8 E. Definisi Konsep Dalam definisi konsep, beberapa konsep didefinisikan secara sederhana sebagai berikut : 1. Pendidikan Inklusif Pendidikan Inklusif adalah paradigma baru untuk menuju perubahan yang lebih baik dalam sistem layanan pendidikan. Pendidikan inklusif lebih luas daripada pendidikan formal, semua anak dapat belajar sesuai dengan kebutuhan anak dengan tidak diskriminatif. Hal tersebut sesuai dengan definisi pendidikan inklusif yang dirumuskan dalam Seminar Agra yang mendefinisikan pendidikan inklusif lebih luas daripada pendidikan formal, mengakui bahwa semua anak dapat belajar sesuai dengan kebutuhan anak, mengakui dan menghargai berbagai perbedaan pada diri anak, merupakan proses yang dinamis, dan merupakan bagian dari strategi yang lebih luas untuk mempromosikan masyarakat yang inklusif. 2. Sekolah inklusif Sekolah inklusif dapat didefinisikan sebagai sekolah biasa (regular) yang tidak diskriminatif terhadap semua anak untuk menjadi peserta didik di sekolah tersebut, dan dalam memberikan pembelajarannya, peserta didik yang berkebutuhan khusus maupun yang tidak berkebutuhan khusus diberikan hak yang sama untuk mendapatkan layanan pendidikan di kelas dan sekolah yang sama dengan penyediaan sumber-sumber yang memadai sesuai dengan kebutuhan. 3. Modul Peningkatan Kinerja Guru dalam Pembelajaran Modul peningkatan kinerja guru dalam pembelajaran didefinisikan sebagai media yang memberikan informasi/masukan yang ditujukan secara

9 khusus kepada guru kelas inklusif tentang perencanaan pembelajaran, pelaksanaan pembelajaran dan penilaian dalam pembelajaran di kelas inklusif. Modul yang disusun membahas tentang kinerja guru dalam hal : 1. Perencanaan pembelajaran yang menyangkut penyusunan program pembelajaran, meliputi : (a) penyusunan program semester, (b) penyusunan silabus dan Rencana Pelaksanaan Pembelajaran (RPP), dan (c) penyusunan Program Pembelajaran Individual (PPI). 2. Pelaksanaan pembelajaran, yang meliputi : (a) keterampilan membuka pelajaran, (b) keterampilan menutup pelajaran, (c) keterampilan menjelaskan, (d) keterampilan bertanya, (e) keterampilan memberi penguatan, (f) keterampilan menggunakan media pembelajaran, (g) keterampilan membimbing diskusi kelompok kecil, (h) keterampilan mengelola kelas, (i) keterampilan mengadakan variasi, (j) keterampilan mengajar perorangan dan kelompok kecil, dan 3. Penilaian yang meliputi : (a) prinsip penilaian, (b) jenis penilaian, (c) pelaksanaannya, (d) pengelolaan dan pelaporan hasil penilaian.

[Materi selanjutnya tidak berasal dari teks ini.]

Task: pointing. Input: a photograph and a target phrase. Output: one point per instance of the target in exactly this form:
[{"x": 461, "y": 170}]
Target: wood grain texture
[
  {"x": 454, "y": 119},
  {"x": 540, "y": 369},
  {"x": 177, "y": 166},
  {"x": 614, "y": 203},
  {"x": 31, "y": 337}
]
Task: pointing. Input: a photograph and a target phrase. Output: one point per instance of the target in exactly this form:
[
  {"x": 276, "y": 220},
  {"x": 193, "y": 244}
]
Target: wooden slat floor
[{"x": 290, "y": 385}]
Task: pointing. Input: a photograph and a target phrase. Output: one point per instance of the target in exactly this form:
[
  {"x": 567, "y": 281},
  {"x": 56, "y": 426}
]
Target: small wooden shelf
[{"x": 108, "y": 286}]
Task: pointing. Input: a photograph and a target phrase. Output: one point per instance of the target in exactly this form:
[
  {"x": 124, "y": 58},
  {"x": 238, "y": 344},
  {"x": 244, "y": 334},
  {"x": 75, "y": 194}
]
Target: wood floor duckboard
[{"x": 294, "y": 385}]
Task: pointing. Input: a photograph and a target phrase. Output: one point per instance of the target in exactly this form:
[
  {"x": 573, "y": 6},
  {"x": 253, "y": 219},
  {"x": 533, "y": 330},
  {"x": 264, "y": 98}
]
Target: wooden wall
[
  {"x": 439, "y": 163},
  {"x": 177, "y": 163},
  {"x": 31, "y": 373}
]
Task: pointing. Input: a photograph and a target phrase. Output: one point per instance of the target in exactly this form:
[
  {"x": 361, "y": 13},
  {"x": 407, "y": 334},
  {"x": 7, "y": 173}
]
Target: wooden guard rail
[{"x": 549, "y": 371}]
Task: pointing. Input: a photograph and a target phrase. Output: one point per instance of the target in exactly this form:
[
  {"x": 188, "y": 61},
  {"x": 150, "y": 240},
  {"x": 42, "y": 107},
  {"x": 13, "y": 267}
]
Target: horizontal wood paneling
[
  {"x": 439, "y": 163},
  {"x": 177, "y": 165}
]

F. Metode Penelitian Penelitian ini dilakukan terhadap guru-guru di sebuah Sekolah Dasar Inklusif di Kota Bandung (yang selanjutnya disebut SD X. penelitian ini menggunakan metode deskriptif dengan pendekatan kualitatif. Data diperoleh dengan teknik observasi, wawancara dan studi dokumentasi dengan alat pedoman observasi, pedoman wawancara dan pedoman dokumentasi. Untuk lebih jelasnya mengenai metode penelitian akan dipaparkan dalam bab III.